We need GOTV for the Thomas Massie campaign.  Our goal must to reach out to the 21% that have no opinion/undecided voters.  Yes, I am ready to donate to the money bomb,

----------


## Slutter McGee

I am giving 400 to Thomas for the money bomb. He is getting the money regardless. But I am going to start a thread in the Grassroots forums claiming I wont give any of it unless I get matching donations.  

Sincerely,

Slutter McGee

----------


## GeorgiaAvenger

We need this one bad.

Already lost out on the PA senate race. Carl Wimmer lost in Utah. Things are sucking.

----------


## TruthisTreason

> I am giving 400 to Thomas for the money bomb. He is getting the money regardless. But I am going to start a thread in the Grassroots forums claiming I wont give any of it unless I get matching donations.  
> 
> Sincerely,
> 
> Slutter McGee


Matching money? I want you to drink one beer (or mixed drink) for every one dollar I donate.

----------


## Slutter McGee

> Matching money? I want you to drink one beer (or mixed drink) for every one dollar I donate.

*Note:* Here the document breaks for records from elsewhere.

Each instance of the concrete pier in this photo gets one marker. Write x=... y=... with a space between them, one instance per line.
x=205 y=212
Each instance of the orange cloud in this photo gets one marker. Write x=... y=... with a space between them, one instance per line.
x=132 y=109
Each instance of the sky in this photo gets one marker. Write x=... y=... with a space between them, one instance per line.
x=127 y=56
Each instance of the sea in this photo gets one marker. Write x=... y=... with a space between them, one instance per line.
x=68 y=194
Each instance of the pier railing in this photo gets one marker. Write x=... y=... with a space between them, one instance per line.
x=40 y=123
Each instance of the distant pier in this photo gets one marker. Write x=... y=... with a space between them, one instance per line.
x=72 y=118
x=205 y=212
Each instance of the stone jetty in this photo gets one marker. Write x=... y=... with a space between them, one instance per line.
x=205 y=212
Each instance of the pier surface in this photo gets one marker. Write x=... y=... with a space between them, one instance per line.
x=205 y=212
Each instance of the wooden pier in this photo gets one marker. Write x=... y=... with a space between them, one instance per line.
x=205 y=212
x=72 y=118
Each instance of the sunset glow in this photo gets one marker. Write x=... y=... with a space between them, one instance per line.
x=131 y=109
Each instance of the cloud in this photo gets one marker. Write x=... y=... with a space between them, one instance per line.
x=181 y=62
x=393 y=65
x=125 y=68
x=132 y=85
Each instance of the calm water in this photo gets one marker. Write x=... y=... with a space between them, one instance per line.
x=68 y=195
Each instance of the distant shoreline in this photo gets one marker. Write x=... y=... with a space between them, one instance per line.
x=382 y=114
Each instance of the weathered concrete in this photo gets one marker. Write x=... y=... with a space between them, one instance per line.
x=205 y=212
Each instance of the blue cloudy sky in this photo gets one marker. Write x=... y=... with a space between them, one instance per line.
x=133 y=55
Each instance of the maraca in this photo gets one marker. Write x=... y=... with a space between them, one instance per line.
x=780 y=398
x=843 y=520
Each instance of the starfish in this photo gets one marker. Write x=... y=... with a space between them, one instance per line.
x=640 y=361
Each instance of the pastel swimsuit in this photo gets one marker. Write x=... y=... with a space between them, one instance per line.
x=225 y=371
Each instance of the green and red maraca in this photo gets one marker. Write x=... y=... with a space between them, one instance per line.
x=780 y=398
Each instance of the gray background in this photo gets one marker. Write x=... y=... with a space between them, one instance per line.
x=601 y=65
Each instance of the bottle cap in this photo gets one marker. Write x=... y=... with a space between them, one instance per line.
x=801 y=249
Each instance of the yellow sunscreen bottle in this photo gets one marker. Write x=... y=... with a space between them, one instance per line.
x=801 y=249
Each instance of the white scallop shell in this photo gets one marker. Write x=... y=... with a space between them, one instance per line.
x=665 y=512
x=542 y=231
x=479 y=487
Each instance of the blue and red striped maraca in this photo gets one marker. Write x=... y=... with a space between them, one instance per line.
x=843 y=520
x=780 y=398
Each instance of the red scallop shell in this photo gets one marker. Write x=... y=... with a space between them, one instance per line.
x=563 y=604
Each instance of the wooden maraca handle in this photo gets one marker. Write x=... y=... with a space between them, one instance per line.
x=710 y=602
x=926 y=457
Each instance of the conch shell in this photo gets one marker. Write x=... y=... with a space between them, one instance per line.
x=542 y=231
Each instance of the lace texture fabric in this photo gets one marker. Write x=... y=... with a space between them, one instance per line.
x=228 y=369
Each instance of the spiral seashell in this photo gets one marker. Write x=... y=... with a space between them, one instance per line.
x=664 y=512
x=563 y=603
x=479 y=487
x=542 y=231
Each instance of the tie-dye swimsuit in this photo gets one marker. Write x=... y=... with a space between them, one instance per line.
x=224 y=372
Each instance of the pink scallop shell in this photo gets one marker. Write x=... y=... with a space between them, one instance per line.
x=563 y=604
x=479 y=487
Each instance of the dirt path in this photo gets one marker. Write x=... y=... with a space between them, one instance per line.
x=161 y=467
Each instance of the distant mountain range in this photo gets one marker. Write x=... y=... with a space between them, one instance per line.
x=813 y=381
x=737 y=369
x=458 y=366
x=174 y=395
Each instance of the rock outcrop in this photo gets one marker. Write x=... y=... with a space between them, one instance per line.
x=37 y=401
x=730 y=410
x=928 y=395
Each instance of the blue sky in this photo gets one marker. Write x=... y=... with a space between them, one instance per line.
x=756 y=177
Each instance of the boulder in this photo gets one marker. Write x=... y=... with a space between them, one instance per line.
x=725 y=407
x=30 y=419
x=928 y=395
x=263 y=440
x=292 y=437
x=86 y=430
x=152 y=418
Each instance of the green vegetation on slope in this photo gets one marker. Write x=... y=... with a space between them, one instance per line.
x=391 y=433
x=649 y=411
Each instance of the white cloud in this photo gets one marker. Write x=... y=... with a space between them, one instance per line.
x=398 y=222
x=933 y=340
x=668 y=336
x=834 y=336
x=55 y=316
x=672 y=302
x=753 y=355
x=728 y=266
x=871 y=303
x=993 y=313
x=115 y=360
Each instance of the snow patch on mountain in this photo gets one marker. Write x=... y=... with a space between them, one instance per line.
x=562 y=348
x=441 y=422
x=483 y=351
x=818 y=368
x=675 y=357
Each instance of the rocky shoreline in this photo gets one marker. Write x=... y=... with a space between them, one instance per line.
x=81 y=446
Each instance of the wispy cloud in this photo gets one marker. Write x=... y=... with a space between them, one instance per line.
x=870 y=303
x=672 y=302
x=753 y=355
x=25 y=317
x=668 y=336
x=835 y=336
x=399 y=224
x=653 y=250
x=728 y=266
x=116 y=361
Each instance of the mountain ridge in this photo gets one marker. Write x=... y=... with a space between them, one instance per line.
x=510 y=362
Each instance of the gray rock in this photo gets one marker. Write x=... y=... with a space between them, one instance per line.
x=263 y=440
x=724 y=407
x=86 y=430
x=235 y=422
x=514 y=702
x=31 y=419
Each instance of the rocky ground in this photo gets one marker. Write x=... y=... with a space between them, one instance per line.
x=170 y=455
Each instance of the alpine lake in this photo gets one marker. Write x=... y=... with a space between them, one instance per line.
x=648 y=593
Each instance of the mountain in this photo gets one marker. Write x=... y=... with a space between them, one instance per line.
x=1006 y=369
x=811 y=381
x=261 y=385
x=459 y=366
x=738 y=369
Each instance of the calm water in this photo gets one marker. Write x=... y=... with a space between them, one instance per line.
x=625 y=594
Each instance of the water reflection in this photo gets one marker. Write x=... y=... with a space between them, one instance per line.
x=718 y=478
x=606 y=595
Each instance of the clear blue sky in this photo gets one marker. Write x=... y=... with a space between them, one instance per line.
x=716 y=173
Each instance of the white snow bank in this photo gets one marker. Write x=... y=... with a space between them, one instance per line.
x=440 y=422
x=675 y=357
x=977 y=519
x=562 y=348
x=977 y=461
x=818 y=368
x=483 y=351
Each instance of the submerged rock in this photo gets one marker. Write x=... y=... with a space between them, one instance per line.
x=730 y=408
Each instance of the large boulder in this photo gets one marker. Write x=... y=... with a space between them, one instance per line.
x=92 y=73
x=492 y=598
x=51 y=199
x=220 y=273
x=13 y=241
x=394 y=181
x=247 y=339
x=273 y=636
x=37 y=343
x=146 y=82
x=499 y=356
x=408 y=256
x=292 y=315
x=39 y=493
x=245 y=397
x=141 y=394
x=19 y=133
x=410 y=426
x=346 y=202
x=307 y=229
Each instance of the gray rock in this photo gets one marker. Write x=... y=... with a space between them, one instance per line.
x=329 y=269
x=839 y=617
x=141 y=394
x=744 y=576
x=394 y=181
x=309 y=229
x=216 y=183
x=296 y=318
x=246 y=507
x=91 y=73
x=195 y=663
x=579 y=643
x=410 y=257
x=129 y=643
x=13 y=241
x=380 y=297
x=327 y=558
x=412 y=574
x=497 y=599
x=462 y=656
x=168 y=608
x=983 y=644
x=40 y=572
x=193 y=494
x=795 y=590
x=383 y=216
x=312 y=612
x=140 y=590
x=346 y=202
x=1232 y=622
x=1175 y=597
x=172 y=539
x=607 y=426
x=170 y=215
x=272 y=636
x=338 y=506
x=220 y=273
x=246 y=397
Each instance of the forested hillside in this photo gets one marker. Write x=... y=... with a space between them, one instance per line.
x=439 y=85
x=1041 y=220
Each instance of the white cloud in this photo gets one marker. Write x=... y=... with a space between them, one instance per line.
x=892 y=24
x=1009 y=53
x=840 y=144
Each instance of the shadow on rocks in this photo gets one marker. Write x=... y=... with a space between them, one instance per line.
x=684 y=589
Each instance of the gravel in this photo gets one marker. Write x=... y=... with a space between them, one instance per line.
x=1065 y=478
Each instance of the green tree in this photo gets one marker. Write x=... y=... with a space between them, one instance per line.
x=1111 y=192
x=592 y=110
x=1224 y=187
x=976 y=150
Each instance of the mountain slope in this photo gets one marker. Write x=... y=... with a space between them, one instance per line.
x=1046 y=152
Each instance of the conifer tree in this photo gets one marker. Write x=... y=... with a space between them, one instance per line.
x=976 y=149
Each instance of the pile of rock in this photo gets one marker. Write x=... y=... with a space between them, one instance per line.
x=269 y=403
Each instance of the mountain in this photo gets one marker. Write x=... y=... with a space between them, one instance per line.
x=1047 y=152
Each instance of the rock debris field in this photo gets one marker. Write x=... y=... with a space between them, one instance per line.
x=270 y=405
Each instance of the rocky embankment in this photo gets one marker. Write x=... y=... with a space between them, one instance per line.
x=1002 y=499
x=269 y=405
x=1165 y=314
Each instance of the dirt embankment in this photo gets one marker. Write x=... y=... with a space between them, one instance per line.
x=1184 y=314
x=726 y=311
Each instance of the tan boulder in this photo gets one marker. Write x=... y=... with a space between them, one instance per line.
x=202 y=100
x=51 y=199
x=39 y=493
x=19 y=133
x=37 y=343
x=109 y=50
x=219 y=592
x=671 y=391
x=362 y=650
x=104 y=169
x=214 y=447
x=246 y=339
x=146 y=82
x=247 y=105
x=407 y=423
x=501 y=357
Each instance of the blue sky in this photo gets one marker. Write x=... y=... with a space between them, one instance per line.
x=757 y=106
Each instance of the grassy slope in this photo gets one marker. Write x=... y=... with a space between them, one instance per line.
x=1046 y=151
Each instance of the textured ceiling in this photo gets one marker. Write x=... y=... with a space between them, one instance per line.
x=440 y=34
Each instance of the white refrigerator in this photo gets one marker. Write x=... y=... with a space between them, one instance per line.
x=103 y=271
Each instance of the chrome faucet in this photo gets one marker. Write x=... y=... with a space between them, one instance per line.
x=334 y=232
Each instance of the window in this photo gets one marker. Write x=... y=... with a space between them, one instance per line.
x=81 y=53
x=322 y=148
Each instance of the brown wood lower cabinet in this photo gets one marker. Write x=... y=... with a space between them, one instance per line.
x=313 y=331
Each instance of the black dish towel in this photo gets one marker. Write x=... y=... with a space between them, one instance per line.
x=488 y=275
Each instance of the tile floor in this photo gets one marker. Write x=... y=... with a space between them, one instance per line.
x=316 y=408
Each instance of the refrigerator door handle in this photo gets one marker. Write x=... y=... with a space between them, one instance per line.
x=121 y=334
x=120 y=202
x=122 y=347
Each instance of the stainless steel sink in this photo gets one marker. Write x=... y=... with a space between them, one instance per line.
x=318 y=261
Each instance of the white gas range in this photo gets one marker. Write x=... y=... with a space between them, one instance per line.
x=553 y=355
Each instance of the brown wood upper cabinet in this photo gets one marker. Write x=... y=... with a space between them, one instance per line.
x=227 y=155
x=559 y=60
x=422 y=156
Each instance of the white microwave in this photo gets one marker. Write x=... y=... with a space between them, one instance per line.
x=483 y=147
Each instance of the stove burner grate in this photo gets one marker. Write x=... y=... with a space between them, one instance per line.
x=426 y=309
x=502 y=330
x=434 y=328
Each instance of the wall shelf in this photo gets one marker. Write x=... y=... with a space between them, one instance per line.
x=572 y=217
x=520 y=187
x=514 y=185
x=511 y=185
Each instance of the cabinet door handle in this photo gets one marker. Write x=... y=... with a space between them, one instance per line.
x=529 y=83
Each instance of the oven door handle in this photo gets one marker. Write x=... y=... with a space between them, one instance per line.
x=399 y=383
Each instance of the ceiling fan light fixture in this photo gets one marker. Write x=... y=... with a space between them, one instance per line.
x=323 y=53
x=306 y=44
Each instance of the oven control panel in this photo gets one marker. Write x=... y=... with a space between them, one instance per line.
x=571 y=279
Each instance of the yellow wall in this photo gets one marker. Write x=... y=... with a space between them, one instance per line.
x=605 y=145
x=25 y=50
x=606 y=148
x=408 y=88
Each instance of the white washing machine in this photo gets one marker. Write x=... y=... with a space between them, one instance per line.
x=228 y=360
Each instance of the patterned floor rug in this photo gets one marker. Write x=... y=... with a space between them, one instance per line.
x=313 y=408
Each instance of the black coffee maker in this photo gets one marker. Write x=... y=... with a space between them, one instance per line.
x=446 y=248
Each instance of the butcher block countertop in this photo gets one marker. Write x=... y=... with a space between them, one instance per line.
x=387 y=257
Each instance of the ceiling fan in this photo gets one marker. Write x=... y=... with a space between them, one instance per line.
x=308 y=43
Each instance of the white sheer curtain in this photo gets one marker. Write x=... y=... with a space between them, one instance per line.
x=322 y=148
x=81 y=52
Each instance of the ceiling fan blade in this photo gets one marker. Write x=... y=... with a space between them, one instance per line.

Deal. Absolutely. Posting the thread in Grassroots. And I am already a few beers in tonight. I love my money. Love it. I have to get half drunk in order to donate. 

Sincerely,

Slutter McGee

----------


## Sola_Fide

Just a heads up...

The race is getting dirty, dirty, dirty.  The establishment teeth are coming out. All kinds of personal attacks are coming.  It's going to get worse!

Yay!

----------


## Rocco

Does Thomas have any sort of phone from home program that more active people who want to make a difference might want to tap into? If not, would there be a  way to do calling for him from home?

----------


## Jeremy

> Does Thomas have any sort of phone from home program that more active people who want to make a difference might want to tap into? If not, would there be a  way to do calling for him from home?


YES!

http://thomasmassie.com/phone

I thought we'd wait until after the moneybomb to promote it etc. but go for it!

----------


## Sola_Fide

> Does Thomas have any sort of phone from home program that more active people who want to make a difference might want to tap into? If not, would there be a  way to do calling for him from home?



Oh yeah!

http://www.thomasmassie.com/volunteer/

----------